Mesmo com as medidas do governo federal para tentar frear o impacto da alta do preço do petróleo no setor, o preço do querosene de aviação (QAV) subiu 68,5% no período. Esse aumento elevou os preços das passagens.
Os dados de tarifas aéreas domésticas são enviados mensalmente pelas empresas aéreas à Anac. Eles são divulgados depois de um processo de validação técnica.
As informações consideram a data de venda do bilhete e correspondem exclusivamente ao valor do transporte aéreo. Não estão incluídas taxas aeroportuárias ou outros encargos. A atualização monetária é feita pelo IPCA.

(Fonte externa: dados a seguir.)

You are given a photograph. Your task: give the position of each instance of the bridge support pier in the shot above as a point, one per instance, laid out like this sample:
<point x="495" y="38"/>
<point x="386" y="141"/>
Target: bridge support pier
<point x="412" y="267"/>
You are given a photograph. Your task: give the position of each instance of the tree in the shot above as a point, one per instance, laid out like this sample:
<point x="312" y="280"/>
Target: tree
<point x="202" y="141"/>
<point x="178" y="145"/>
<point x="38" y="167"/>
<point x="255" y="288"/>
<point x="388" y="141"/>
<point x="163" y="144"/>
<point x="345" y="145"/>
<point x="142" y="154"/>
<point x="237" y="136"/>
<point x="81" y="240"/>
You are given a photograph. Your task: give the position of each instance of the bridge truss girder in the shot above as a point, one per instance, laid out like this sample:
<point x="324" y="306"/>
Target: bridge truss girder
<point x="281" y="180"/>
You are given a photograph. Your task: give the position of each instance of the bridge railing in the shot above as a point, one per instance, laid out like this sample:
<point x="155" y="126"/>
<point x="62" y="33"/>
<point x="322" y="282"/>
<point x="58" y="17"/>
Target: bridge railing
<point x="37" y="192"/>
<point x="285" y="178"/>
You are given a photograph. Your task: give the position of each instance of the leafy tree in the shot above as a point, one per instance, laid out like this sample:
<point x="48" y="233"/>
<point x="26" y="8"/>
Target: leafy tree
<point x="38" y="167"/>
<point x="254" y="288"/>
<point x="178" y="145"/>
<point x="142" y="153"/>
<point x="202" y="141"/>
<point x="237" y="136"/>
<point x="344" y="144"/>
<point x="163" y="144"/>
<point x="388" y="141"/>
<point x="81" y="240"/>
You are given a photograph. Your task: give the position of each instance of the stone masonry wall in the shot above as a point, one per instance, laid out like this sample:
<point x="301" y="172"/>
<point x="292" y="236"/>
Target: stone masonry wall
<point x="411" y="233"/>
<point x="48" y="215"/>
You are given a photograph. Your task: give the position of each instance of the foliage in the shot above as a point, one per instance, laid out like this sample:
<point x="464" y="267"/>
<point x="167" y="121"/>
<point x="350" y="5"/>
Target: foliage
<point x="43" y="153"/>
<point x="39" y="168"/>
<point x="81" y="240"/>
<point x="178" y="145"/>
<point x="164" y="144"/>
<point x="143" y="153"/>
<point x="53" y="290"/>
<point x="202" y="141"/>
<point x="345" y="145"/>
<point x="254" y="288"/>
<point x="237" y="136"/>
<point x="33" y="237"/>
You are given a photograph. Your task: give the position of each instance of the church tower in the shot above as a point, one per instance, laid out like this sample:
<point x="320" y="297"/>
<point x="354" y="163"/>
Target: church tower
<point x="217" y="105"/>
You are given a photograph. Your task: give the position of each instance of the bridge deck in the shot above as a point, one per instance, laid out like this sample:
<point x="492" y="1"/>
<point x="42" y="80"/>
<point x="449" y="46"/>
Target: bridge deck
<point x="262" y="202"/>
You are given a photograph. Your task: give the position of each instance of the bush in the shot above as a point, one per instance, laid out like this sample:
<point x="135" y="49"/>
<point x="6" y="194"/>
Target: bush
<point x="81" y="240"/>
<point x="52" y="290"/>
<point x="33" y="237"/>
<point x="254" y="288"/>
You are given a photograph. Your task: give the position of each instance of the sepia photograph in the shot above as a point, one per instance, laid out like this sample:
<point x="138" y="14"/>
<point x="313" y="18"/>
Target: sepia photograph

Em outro levantamento, a Anac também apontou que o número de passageiros transportados em voos domésticos em maio de 2026 foi de 7,8 milhões, uma queda de 2,3% em relação ao mesmo período do ano anterior. A redução no movimento acompanha a alta nos preços das passagens e o aumento dos custos operacionais das companhias.
A demanda por voos internacionais, por outro lado, apresentou crescimento. O setor registrou alta de 4,5% no número de passageiros em maio, impulsionada pela retomada de rotas e pela oferta de tarifas promocionais em alguns destinos.